Trueno

Personal information
- Born: May 10, 1979 (age 47) Monterrey, Nuevo Leon, Mexico

Professional wrestling career
- Billed height: 1.72 m (5 ft 7+1⁄2 in)
- Billed weight: 80 kg (180 lb)
- Trained by: Trueno (Senior) El Satánico Franco Colombo
- Debut: December 20, 1998

= Trueno (wrestler) =

Mexican professional wrestler

Trueno (born May 10, 1979 in Monterrey, Nuevo Leon, Mexico) is a Mexican professional wrestler currently working for the Mexican professional wrestling promotion Consejo Mundial de Lucha Libre (CMLL) portraying a tecnico ("good guy") wrestling character. Trueno's real name is not a matter of public record, as is often the case with masked wrestlers in Mexico where their private lives are kept a secret from the professional wrestling fans. Trueno is the son of the original Trueno, and has previously worked under the ring name Trueno, Jr. as well as Mr. Trueno (not to be mistaken for the current Mr. Trueno). He is the brother of CMLL wrestler Delta. Trueno is Spanish for "Thunder", which is reflected in lightning bolts both on his mask and tights.

==Professional wrestling career==
The wrestler known as Trueno is the son of the original wrestler to use the ring name Trueno (Spanish for "Thunder"). He has a younger brother who is also a professional wrestler, who originally worked under the name "Hijo del Trueno" ("Son of Trueno") but now works for Consejo Mundial de Lucha Libre (CMLL) under the name Delta. Trueno originally worked on the independent circuit, especially around his native state of Nuevo Leon as Trueno, Jr.

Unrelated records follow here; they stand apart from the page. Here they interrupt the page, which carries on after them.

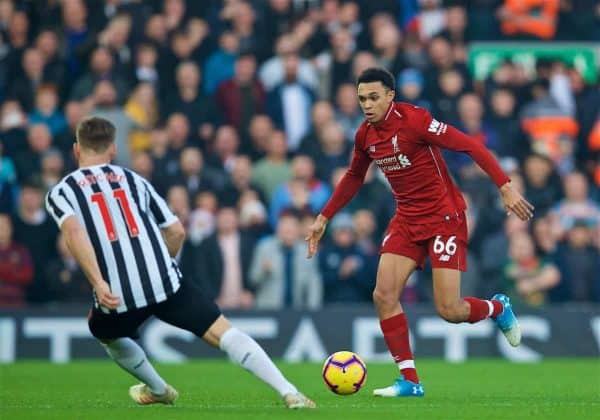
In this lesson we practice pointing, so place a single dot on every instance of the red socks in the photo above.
(482, 309)
(395, 333)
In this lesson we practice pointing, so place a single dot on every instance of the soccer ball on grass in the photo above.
(344, 373)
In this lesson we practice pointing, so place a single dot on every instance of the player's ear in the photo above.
(112, 151)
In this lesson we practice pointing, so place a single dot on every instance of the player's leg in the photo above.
(451, 307)
(448, 253)
(113, 331)
(246, 352)
(191, 310)
(392, 274)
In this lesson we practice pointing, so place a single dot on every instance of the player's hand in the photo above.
(105, 297)
(515, 203)
(315, 232)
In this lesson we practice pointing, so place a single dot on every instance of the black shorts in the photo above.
(189, 308)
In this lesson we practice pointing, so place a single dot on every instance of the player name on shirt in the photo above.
(122, 215)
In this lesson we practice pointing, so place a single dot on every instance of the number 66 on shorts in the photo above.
(445, 242)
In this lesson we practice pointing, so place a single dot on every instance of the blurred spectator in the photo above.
(254, 218)
(581, 266)
(226, 258)
(13, 125)
(107, 106)
(115, 37)
(281, 275)
(442, 60)
(334, 152)
(194, 174)
(387, 40)
(225, 148)
(102, 69)
(141, 163)
(536, 18)
(270, 171)
(25, 84)
(471, 122)
(504, 122)
(142, 109)
(145, 66)
(28, 161)
(220, 64)
(542, 183)
(347, 273)
(576, 206)
(240, 181)
(528, 276)
(74, 112)
(494, 254)
(8, 183)
(431, 18)
(410, 88)
(46, 110)
(17, 35)
(551, 129)
(241, 97)
(48, 44)
(190, 101)
(303, 173)
(321, 114)
(34, 229)
(289, 104)
(348, 112)
(52, 168)
(77, 36)
(259, 132)
(335, 65)
(16, 267)
(273, 71)
(66, 281)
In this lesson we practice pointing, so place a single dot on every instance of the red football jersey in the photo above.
(406, 147)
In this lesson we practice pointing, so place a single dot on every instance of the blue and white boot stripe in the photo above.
(507, 321)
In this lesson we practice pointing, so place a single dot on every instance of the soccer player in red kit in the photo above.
(405, 141)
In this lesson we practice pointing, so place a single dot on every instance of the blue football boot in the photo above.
(507, 321)
(401, 388)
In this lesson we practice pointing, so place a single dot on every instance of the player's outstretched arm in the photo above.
(173, 235)
(515, 203)
(315, 233)
(80, 246)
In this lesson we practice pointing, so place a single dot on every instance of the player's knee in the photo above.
(449, 311)
(383, 298)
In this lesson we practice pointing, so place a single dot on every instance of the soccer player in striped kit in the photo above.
(404, 141)
(125, 238)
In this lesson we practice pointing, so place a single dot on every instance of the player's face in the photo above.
(374, 100)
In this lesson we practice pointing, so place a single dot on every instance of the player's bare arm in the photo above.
(515, 203)
(173, 235)
(80, 246)
(315, 233)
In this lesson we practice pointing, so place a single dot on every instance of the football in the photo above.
(344, 373)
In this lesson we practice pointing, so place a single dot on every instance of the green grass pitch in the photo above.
(211, 389)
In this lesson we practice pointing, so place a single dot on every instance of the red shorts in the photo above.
(445, 242)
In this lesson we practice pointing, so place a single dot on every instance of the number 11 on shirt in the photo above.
(120, 196)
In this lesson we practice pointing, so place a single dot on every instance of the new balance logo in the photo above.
(437, 127)
(403, 160)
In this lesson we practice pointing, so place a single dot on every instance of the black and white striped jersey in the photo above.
(123, 215)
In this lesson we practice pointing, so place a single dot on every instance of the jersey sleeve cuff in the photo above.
(169, 221)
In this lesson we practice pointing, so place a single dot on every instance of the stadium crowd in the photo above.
(243, 113)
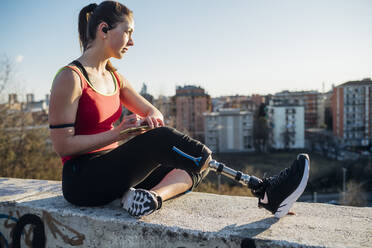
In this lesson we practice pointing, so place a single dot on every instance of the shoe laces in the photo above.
(275, 180)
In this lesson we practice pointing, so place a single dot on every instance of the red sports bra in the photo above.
(96, 111)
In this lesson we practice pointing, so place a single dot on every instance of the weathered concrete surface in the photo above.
(193, 220)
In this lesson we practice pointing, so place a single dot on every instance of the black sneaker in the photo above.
(139, 202)
(284, 189)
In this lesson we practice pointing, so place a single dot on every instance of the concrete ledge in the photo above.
(193, 220)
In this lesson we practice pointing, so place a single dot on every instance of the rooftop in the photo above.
(192, 220)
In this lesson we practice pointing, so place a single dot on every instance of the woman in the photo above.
(86, 100)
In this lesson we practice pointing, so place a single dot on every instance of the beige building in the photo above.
(308, 99)
(352, 112)
(229, 130)
(287, 125)
(191, 102)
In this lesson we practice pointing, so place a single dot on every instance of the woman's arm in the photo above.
(64, 101)
(139, 105)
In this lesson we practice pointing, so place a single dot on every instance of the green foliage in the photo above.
(24, 150)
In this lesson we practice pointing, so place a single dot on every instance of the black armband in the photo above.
(62, 125)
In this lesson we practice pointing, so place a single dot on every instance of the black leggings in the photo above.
(96, 179)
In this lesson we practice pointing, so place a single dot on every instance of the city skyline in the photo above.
(227, 48)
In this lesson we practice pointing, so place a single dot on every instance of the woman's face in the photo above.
(120, 38)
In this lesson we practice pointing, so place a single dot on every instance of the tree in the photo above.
(25, 150)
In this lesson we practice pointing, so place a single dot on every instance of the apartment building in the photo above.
(309, 99)
(287, 125)
(191, 102)
(229, 130)
(352, 112)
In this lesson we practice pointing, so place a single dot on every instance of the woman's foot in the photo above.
(140, 202)
(281, 191)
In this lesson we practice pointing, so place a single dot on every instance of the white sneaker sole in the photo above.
(139, 202)
(292, 198)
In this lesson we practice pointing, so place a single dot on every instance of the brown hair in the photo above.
(110, 12)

===Consejo Mundial de Lucha Libre (2005–present)===
Trueno joined CMLL in 2005, dropping the "Junior" from his name and working simply as "Trueno", a tecnico (wrestlers who portray the "good guys", also referred to as "Face") worker, normally wrestling in the first, second or third match of the night. Trueno was one of over third competitors in International Wrestling Revolution Group's (IWRG) 2007 Rey del Ring ("King of the Ring") tournament, but did not win it. He participated in the 2007 version of CMLL's Reyes del Aire from Arena Coliseo. The tournament was a twelve-man torneo cibernetico, multi-man elimination match won by Virus. In October, 2012 Trueno and Astro Boy teamed up to participate in a tournament where the winning team would receive a match against the reigning CMLL Arena Coliseo Tag Team Champions Stuka, Jr. and Fuego. The team lost to Loco Max and Virus in the opening round. The tournament was won by Diamante and Trueno's younger brother Delta who at this point was already ranked higher on the card than Trueno. On April 24, 2011 Trueno was one of 16 wrestlers competing for the vacant CMLL World Super Lightweight Championship. Trueno, alongside Hijo del Signo, Hombre Bala Jr., Inquisidor, Magnus, Palacio Negro and Rey Cometa were eliminated in the preliminary round when Guerrero Maya, Jr. earned his spot in the finals. Trueno had an accidental fall during a match in 2011 and suffered a severe head injury, an injury that kept him from competing on a regular basis since then.